A small study sponsored by the National Space Biomedical Research Institute has found that exposure to blue light helps fend of drowsiness at night, keeping you alert.

I’ve read that the color green is the most eye-pleasing. Maybe a combination of both blue and green light would be easier on the eyes while keeping us awake? That’s what I’ve had in my room for years now and it seems to work well enough.

My room, circa 2001

Caffeine Free: Blue Light Makes People Alert at Night
By LiveScience Staff

posted: 01 February 2006 09:29 am ET

There’s much more than meets the eye to how we perceive light, researchers have learned in recent years.
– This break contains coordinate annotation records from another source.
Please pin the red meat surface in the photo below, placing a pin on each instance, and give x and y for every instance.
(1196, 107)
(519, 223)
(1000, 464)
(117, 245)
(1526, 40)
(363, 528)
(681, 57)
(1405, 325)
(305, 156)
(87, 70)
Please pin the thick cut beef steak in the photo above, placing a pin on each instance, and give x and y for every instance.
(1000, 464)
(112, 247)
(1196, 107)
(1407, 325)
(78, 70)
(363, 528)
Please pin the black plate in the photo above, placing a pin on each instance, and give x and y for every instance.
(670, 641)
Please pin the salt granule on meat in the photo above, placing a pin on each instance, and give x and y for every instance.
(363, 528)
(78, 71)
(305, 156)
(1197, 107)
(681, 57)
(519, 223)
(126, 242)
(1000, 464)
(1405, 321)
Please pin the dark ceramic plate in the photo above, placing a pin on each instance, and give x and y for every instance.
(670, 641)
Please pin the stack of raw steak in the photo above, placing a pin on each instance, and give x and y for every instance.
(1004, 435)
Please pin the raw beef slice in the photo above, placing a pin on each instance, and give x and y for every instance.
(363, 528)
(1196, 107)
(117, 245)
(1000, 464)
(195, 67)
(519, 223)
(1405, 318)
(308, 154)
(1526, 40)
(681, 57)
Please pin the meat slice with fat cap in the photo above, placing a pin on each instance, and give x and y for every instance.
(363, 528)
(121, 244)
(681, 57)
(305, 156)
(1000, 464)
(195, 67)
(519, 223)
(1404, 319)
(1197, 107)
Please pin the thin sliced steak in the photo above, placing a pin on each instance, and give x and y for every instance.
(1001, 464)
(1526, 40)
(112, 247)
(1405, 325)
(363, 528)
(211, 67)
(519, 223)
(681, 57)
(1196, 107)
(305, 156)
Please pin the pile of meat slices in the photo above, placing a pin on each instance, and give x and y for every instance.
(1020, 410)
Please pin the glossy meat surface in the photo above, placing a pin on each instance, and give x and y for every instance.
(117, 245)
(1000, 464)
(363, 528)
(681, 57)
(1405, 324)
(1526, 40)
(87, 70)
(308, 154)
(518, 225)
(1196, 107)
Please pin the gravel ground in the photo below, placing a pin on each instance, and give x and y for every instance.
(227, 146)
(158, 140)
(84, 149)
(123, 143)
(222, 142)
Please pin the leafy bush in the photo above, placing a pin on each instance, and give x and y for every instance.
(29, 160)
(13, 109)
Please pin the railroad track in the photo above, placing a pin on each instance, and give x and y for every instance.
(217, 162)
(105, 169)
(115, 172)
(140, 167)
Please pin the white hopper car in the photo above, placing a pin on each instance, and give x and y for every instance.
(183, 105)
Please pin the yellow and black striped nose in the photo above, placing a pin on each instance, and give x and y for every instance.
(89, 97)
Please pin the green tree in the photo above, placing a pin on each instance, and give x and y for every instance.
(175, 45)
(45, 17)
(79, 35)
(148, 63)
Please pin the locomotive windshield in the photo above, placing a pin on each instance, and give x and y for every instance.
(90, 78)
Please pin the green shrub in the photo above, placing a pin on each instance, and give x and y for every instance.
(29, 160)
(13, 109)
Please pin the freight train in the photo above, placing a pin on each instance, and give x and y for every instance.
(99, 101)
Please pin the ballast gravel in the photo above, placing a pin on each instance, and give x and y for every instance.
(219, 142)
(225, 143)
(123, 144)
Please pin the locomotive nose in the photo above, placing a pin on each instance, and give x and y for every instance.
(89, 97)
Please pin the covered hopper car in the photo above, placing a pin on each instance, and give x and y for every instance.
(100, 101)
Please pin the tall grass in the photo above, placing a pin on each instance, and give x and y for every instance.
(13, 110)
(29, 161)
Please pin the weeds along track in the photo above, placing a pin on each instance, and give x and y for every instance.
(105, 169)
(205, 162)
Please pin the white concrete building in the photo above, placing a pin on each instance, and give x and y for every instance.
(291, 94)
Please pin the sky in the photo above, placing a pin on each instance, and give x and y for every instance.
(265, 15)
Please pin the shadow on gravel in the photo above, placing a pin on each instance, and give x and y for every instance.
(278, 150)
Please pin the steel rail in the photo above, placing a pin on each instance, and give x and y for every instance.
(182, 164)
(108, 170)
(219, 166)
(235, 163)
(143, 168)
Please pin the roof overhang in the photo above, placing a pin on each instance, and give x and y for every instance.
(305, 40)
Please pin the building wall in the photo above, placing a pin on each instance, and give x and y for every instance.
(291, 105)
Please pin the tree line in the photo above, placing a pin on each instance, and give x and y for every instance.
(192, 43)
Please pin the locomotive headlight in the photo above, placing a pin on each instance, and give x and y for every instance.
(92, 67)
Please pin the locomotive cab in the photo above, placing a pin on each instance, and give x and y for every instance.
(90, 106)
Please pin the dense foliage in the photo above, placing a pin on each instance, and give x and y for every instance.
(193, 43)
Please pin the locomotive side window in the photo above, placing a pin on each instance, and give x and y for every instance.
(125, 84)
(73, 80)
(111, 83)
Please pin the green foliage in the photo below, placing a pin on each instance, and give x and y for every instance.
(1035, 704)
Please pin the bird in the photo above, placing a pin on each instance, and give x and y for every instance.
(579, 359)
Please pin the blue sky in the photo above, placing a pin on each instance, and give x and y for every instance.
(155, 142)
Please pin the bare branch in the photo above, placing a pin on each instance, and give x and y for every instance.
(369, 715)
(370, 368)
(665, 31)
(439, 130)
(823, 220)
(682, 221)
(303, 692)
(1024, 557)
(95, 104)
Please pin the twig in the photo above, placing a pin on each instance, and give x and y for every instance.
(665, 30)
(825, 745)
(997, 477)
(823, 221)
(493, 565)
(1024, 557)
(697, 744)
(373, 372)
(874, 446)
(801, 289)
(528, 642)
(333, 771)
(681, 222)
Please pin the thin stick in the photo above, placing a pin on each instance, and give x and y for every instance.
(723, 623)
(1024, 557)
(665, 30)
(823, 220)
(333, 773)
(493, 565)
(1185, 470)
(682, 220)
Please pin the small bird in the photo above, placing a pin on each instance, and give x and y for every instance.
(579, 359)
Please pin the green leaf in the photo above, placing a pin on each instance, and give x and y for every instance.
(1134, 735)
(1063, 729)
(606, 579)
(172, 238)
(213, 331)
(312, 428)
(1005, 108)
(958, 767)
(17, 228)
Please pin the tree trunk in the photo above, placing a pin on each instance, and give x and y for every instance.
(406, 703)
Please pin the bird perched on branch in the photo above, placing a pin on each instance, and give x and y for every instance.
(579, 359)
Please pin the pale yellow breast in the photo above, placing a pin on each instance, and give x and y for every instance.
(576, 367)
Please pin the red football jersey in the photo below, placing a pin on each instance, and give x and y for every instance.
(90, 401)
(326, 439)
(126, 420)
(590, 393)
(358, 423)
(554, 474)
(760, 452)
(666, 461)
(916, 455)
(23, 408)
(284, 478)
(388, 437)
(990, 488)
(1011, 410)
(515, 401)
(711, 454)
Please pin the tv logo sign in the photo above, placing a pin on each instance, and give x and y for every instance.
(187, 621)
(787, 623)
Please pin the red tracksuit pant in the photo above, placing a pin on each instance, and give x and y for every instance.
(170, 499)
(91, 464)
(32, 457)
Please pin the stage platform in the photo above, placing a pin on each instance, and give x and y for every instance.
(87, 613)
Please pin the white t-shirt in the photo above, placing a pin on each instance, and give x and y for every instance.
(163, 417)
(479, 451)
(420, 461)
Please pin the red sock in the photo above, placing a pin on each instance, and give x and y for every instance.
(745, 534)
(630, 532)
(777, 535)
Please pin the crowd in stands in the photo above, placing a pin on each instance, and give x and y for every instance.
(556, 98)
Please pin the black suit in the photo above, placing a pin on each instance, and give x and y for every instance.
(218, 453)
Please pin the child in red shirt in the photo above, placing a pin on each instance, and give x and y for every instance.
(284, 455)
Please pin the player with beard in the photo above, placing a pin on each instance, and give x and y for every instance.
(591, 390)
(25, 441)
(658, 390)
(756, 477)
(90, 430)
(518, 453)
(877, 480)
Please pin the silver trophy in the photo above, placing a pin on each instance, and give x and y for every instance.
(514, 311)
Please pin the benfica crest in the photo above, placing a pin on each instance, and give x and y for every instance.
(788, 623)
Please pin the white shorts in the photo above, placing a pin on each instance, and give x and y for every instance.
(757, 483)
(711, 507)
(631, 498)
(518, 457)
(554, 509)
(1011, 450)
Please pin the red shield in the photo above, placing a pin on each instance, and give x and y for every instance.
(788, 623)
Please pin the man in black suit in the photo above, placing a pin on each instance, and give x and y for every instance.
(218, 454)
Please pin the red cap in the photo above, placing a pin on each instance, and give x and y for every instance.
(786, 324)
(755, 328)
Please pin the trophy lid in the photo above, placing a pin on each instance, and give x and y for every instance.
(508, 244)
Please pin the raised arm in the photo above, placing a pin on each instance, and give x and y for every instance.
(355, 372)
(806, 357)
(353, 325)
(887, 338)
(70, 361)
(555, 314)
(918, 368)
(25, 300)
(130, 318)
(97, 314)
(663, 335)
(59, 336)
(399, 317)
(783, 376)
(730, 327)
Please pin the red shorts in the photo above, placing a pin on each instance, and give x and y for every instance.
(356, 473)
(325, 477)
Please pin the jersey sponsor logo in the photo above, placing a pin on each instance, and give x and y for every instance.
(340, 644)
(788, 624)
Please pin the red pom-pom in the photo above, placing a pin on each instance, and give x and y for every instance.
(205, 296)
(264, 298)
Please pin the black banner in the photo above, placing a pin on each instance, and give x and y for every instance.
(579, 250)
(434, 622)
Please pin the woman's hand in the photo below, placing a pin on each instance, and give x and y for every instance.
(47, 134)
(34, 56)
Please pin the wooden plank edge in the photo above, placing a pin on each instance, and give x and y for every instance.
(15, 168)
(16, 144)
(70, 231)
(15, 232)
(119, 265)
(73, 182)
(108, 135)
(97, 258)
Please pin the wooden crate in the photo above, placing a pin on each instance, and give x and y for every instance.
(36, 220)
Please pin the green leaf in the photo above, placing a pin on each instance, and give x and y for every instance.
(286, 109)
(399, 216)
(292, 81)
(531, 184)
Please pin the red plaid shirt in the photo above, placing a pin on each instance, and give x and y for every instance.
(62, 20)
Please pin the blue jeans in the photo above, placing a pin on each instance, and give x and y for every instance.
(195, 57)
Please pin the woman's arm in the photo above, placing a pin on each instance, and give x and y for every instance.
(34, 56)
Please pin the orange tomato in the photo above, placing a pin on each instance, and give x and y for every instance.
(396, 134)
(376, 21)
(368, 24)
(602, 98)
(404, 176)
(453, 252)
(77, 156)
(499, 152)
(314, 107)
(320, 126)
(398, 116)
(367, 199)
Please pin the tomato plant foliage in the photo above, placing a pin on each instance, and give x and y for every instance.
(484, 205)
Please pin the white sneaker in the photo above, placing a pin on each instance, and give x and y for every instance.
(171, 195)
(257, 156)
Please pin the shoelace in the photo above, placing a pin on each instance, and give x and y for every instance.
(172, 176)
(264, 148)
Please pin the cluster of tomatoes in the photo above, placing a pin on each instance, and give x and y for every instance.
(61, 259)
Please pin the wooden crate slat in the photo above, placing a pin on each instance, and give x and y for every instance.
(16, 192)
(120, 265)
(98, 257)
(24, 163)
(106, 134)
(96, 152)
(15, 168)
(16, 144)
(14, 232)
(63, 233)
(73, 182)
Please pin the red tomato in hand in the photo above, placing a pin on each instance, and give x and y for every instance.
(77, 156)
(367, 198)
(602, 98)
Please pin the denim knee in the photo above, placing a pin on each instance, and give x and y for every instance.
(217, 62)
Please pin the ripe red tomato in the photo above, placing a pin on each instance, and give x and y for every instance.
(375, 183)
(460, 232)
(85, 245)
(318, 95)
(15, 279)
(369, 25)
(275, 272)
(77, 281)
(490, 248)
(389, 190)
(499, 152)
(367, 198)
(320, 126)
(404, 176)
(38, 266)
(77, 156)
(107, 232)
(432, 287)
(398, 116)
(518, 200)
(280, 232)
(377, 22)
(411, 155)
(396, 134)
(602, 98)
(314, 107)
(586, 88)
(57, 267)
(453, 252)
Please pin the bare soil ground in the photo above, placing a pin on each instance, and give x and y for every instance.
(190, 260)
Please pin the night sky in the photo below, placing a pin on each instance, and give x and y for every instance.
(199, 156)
The latest revelation: blue light helps fend off drowsiness in the middle of the night.

A small study of 16 volunteers found that exposure to short-wavelength light, or blue light, perked them up immediately.

“Light exposure to this system, particularly blue light, directly reduces sleepiness,” said Steven Lockley of the Brigham and Women’s Hospital. “Subjects exposed to blue light were able to sustain a high level of alertness during the night when people usually feel most sleepy, and these results suggest that light may be a powerful countermeasure for the negative effects of fatigue for people who work at night.”

The study, sponsored by National Space Biomedical Research Institute, is detailed in the Feb. 1 issue of the journal Sleep.

“The effects lasted as long as the blue light was on, which was 6.5 hours,” Lockley told LiveScience. “I expect it would last at least for a few hours more if we extended the light exposure for longer although not ad infinitum. We hope to do studies with longer exposures shortly.”

The work adds to other evidence that the human eye sees things we’re not consciously aware of. Other research has shown that the eye’s hidden perceptive abilities help control our 24-hour internal clock, so we know when to sleep and when to wake.
“These findings add to the body of evidence that illustrates that there is a novel photoreceptor system that exists in the human eye in addition to that used for sight,” Lockley said.

Eventually the finding could lead to ways to improve alertness in nighttime drivers, shift workers, pilots or astronauts, said Lockley, who is also an Assistant Professor at Harvard Medical School.

More work needs to be done, however. Blue light in the wrong doses can be dangerous to the eye.